The only explanation that made sense to biblical redactors—or, for that matter, makes sense to us—is the one that shows us the otherwise worthy patriarchs as timid souls who are perfectly willing to consign their wives to the beds of powerful men in exchange for their own physical safety and, perhaps, a king’s reward.
The choice of bed partners as depicted in Holy Scripture is sometimes a matter of politics and diplomacy rather than love or lust. Solomon, for example, is said to have accumulated seven hundred wives (1 Kings 11:3), and it is likely that many of these marriages were meant to seal alliances between an Israelite king at the height of his power and the princes and potentates of the surrounding nations and empires. And even when the Bible reports a sexual encounter that is frankly
incestuous, political ambition rather than sexual adventure is sometimes at the heart of the matter, as when Absalom, son of King David, conducts a public orgy with his father’s concubines on the palace rooftop.
David’s concubines were installed in what can only be called a harem—the kings of Israel, like other monarchs of the ancient Near East, collected wives and concubines in great profusion, and the harem was a symbol of the grandeur and opulence of a king’s court. The much-married Solomon, for example, stocked his harem with an additional three hundred concubines. And we are plainly told that Ahaziah, a descendant of David and Solomon, aped the ways of pagan kings by recruiting (or making) eunuchs
*
to secure the chastity of his wives (2 Kings 9:32), even though a man whose “privy parts” are “crushed or maimed” is regarded with horror by the biblical author known as the Deuteronomist (Deut. 23:2).

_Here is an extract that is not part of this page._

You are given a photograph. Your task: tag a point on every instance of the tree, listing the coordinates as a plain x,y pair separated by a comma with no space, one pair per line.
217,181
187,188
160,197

A harem guard was essential because the chastity of a king’s wife or concubine was another symbol of the monarch’s power and potency. Thus, when the rebellious Absalom goes to war against his father, King David, and drives the monarch out of Jerusalem, he chooses a striking (and notably Freudian) gesture to symbolize the assumption of his father’s throne: Absalom takes captive the royal concubines who had been left behind by the fleeing monarch, erects a tent on the roof of the royal palace, where he can be seen by all of Jerusalem, and makes love to each of the ten concubines “in the sight of all Israel” (2 Sam. 16:22). The political message was unmistakable: “To lie with a monarch’s concubine,” one Bible scholar has written, “was tantamount to usurpation of the throne.”